Objective The need for clinical staff to reliably identify patients with a shortened life expectancy is an obstacle to improving palliative and end-of-life care. We developed and evaluated the feasibility of an automated tool to identify patients with a high risk of death in the next year to prompt treating physicians to consider a palliative approach and reduce the identification burden faced by clinical staff.

Methods Two-phase feasibility study conducted at two quaternary healthcare facilities in Toronto, Canada. We modified the Hospitalised-patient One-year Mortality Risk (HOMR) score, which identifies patients having an elevated 1-year mortality risk, to use only data available at the time of admission. An application prompted the admitting team when patients had an elevated mortality risk and suggested a palliative approach. The incidences of goals of care discussions and/or palliative care consultation were abstracted from medical records.

Results Our model (C-statistic=0.89) was found to be similarly accurate to the original HOMR score and identified 15.8% and 12.2% of admitted patients at Sites 1 and 2, respectively.

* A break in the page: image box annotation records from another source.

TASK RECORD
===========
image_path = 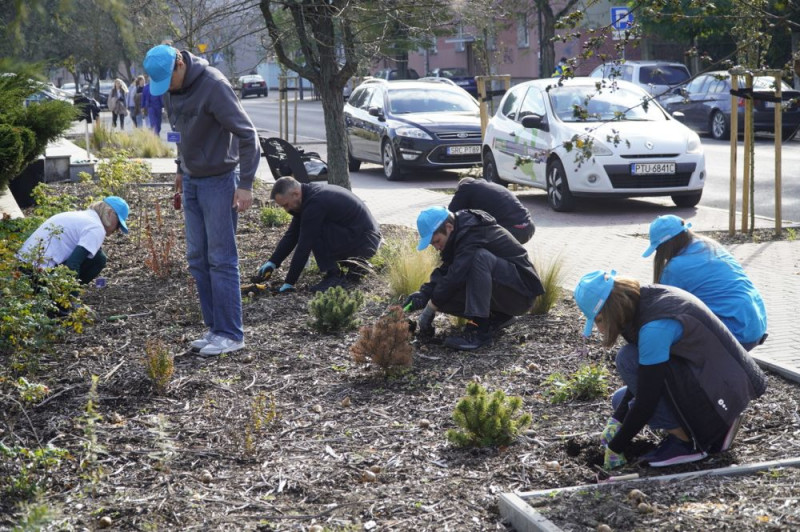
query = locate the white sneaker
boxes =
[189,331,216,351]
[200,334,244,357]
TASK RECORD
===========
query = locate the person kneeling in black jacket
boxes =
[404,207,544,350]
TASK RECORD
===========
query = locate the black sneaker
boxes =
[310,273,347,294]
[641,434,708,467]
[444,320,492,351]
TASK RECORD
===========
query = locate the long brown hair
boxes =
[599,277,640,347]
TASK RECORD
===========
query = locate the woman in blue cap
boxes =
[575,270,767,469]
[17,196,130,284]
[642,214,767,351]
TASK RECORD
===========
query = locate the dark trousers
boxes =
[437,249,536,318]
[311,224,381,272]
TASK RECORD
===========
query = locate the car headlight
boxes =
[686,131,703,153]
[395,126,433,140]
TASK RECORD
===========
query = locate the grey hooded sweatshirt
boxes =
[164,51,261,190]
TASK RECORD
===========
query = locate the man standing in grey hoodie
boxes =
[144,44,261,356]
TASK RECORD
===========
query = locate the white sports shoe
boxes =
[200,334,244,357]
[189,331,216,351]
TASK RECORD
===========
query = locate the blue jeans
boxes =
[183,169,244,342]
[611,344,681,430]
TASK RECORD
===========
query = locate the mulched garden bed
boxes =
[0,184,800,531]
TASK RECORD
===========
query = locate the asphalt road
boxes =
[242,97,800,225]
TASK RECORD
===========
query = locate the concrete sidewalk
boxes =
[0,132,800,381]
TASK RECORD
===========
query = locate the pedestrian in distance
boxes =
[258,176,381,292]
[17,196,130,284]
[108,78,128,131]
[642,214,767,351]
[403,207,544,350]
[574,270,767,469]
[142,83,164,136]
[144,44,261,356]
[447,177,536,244]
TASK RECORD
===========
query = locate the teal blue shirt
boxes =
[659,239,767,344]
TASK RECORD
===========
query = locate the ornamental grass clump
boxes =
[447,381,531,447]
[350,306,412,375]
[308,286,364,333]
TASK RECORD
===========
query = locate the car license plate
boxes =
[631,163,675,175]
[447,145,481,155]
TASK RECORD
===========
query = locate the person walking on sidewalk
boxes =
[144,44,261,356]
[642,214,767,351]
[108,78,128,131]
[258,176,381,292]
[447,177,536,244]
[404,207,544,350]
[142,83,164,135]
[574,270,767,469]
[17,196,130,284]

Of 400 patients included, the most common indications for admission included a frailty condition (219, 55%), chronic organ failure (91, 23%) and cancer (78, 20%). At Site 1 (integrated notification), patients with the notification were significantly more likely to have a discussion about goals of care and/or palliative care consultation (35% vs 20%, p = 0.016). At Site 2 (electronic mail), there was no significant difference (45% vs 53%, p = 0.322).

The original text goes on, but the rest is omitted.